NFP means saying “no” several times a month, even when you really wanted to say “yes.” Oh, it’s your birthday, your anniversary? Well, unless you want to chance becoming pregnant this month, it’s a no-go for tonight. Practicing NFP can be challenging at times. It demands that we be virtuous, and sometimes virtue is just plain hard.

NFP only involves communication if you want it to. NFP talk can completely revolve around whether or not you can have sex at any given time, if you let it. I once saw a NFP speaker tell a classroom full of Pre-Cana participants that her husband wakes up every morning when she takes her temperature so that he can write it in the little notebook he keeps on his bedside table. I think she expected everyone to sigh because of the cuteness, but all I could think was, Why would you make your husband wake up when he doesn’t have to? But maybe he wants to do it. Maybe my husband just needs to grow in virtue, and I need to give him the opportunity to engage in a daily act of self-sacrificial love. But probably not.

You’re not less likely to get divorced because you practice NFP. That’s a correlation, not a causation. It’s not like NFP is some magical remedy for marital dissatisfaction. It’s more likely the case that the type of couple likely to use NFP (and stick with it) is also the type of couple that’s less likely to divorce. And that probably derives from the fact that many couples who don’t believe in using contraception also don’t believe in getting a divorce.

NFP is not easy. Yes, it requires virtue, but it also can require some trial and error. My husband and I tried a few forms of NFP before finding a method that worked for us. It’s wonderful that there are so many different types of NFP out there, but that also means it might take a while before you find the type that works best for you and your family.

NFP often does mean less sex, especially if you’re really adamant that you not become pregnant. Many of the cheaper forms of NFP require several days (around a week for many women) where abstinence will be required if you’re trying to prevent pregnancy. The window of possible fertility can be quite long depending on what form of NFP you choose, which might be tough for some couples to accept.

Some forms of NFP are very effective, and some methods are less so, but most of them need some room for user error. NFP relies on human virtue, and some of us struggle with chastity. NFP can only be really effective at preventing pregnancy if couples have the virtue necessary to say “no” when they need to. Many methods can also malfunction. Thermometers might break. Predictions of fertility might be off by a day or two. Most methods of NFP are very effective, but they have to be used correctly.
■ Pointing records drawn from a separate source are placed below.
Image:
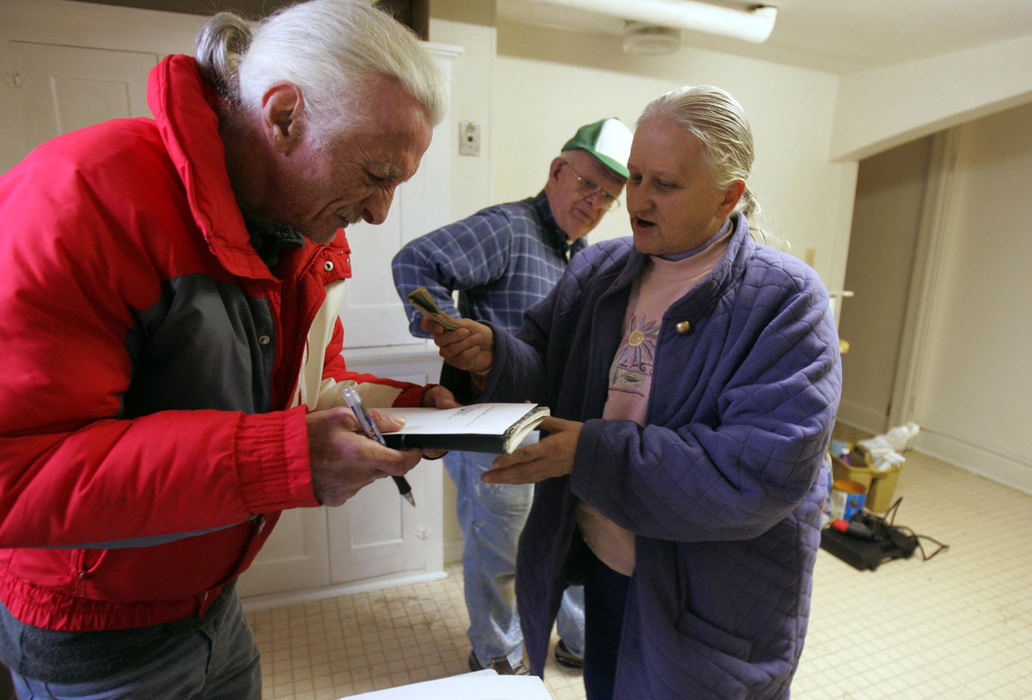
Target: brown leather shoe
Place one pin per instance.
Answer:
(501, 666)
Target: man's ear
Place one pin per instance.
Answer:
(732, 194)
(282, 113)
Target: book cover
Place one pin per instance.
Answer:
(480, 427)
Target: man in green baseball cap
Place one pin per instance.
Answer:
(502, 260)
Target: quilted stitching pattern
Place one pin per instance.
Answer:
(721, 486)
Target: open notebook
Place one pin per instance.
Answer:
(480, 427)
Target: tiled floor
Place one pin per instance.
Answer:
(959, 626)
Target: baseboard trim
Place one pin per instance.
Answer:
(976, 458)
(310, 595)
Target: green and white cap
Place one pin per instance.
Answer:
(609, 140)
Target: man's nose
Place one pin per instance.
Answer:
(376, 207)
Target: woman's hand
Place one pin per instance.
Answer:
(549, 457)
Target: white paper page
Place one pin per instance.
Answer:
(475, 419)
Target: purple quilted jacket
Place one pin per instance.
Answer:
(722, 487)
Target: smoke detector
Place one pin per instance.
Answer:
(644, 39)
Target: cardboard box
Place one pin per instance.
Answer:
(880, 484)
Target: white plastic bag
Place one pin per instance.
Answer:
(885, 449)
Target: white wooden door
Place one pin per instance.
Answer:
(66, 88)
(374, 315)
(378, 534)
(65, 65)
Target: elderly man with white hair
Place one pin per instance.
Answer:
(172, 349)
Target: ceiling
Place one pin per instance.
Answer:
(838, 36)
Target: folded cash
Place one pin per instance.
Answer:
(427, 307)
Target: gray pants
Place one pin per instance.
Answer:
(217, 661)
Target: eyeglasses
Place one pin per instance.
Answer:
(589, 188)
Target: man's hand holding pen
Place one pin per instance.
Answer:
(344, 459)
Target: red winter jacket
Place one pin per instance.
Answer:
(151, 362)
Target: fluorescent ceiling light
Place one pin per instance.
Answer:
(753, 25)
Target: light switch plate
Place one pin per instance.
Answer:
(469, 138)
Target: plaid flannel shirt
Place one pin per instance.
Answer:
(502, 260)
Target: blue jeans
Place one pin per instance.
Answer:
(606, 597)
(218, 661)
(491, 517)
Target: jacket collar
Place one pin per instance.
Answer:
(184, 107)
(708, 292)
I think there’s a feeling among Pre-Cana coordinators that if we’re up front and honest about NFP, no one will give it a try. But if we’re not up front and honest, most couples won’t stick with it. They’ll feel disillusioned and betrayed like I did, and they might not have the moral conviction that my husband and I had to stick with it even when it is difficult. And I don’t think we give couples enough credit. They can handle the truth. And they can detect a lie. So don’t tell them NFP will always be easy. Tell them why it’s worth it even when it’s hard. Don’t tell them that it’ll improve communication. Tell them that communication and prayer are always necessary for a healthy marriage. Don’t tell them that NFP will be 99% effective. Tell them that it’s effective when it’s used correctly, but NFP will require virtue and chastity.
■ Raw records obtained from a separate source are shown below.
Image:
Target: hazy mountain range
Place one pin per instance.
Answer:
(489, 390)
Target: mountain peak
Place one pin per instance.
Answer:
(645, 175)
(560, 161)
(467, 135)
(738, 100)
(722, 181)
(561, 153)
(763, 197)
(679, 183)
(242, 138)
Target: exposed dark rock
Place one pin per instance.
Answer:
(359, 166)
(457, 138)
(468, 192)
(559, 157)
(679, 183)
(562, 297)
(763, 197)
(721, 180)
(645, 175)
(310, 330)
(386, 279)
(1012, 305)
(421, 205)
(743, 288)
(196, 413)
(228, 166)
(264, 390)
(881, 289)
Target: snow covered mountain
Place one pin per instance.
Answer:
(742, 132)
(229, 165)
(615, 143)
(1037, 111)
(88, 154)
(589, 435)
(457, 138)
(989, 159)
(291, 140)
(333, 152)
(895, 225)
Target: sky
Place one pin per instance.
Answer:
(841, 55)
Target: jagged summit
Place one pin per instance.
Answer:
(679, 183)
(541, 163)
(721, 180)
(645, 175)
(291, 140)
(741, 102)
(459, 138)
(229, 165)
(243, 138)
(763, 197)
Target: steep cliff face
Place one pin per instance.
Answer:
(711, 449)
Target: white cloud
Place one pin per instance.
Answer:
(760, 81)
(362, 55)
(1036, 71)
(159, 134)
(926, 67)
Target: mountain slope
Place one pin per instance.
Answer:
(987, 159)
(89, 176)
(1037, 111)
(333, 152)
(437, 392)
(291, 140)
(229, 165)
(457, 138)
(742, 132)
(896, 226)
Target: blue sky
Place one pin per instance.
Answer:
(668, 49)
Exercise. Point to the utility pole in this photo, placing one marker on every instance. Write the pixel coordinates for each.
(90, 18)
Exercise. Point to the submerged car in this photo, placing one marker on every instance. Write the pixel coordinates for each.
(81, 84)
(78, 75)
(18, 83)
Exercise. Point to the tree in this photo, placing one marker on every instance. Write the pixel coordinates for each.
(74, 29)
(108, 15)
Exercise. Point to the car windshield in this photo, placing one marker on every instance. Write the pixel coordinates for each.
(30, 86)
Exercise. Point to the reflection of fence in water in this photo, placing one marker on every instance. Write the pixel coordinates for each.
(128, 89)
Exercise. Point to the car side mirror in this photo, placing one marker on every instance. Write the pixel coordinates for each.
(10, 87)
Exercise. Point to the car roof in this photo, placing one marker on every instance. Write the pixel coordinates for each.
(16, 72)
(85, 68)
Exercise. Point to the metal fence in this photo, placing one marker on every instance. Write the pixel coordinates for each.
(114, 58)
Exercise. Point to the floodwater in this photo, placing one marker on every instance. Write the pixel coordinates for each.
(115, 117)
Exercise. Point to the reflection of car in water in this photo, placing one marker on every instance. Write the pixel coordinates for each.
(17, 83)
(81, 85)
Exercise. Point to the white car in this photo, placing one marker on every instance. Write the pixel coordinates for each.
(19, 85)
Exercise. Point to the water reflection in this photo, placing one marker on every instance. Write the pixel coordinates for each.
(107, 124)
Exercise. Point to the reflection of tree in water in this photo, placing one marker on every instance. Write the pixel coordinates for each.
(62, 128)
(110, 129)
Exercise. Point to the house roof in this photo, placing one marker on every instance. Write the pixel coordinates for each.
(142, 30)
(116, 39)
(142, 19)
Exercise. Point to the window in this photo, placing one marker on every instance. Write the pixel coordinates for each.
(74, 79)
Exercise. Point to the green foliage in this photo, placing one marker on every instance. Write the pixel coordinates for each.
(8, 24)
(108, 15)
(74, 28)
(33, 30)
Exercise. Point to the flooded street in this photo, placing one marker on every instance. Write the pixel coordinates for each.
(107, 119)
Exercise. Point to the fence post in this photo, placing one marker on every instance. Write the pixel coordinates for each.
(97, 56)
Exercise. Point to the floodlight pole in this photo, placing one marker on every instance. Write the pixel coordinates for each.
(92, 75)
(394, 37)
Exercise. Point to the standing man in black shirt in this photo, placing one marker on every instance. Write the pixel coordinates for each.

We need to be honest because we’re not doing couples any favors by sugar-coating the reality of NFP. If we want couples to stick with NFP, we need to give them a reason why it’s worth it. We can’t make false promises. We can’t romanticize what many couples find very difficult. We need to help couples see the beauty in God’s plan. We need to help them recognize the great good that is the gift of children. We have to change their hearts with the truth because we’re not going to change their minds with our sugar-coated lies.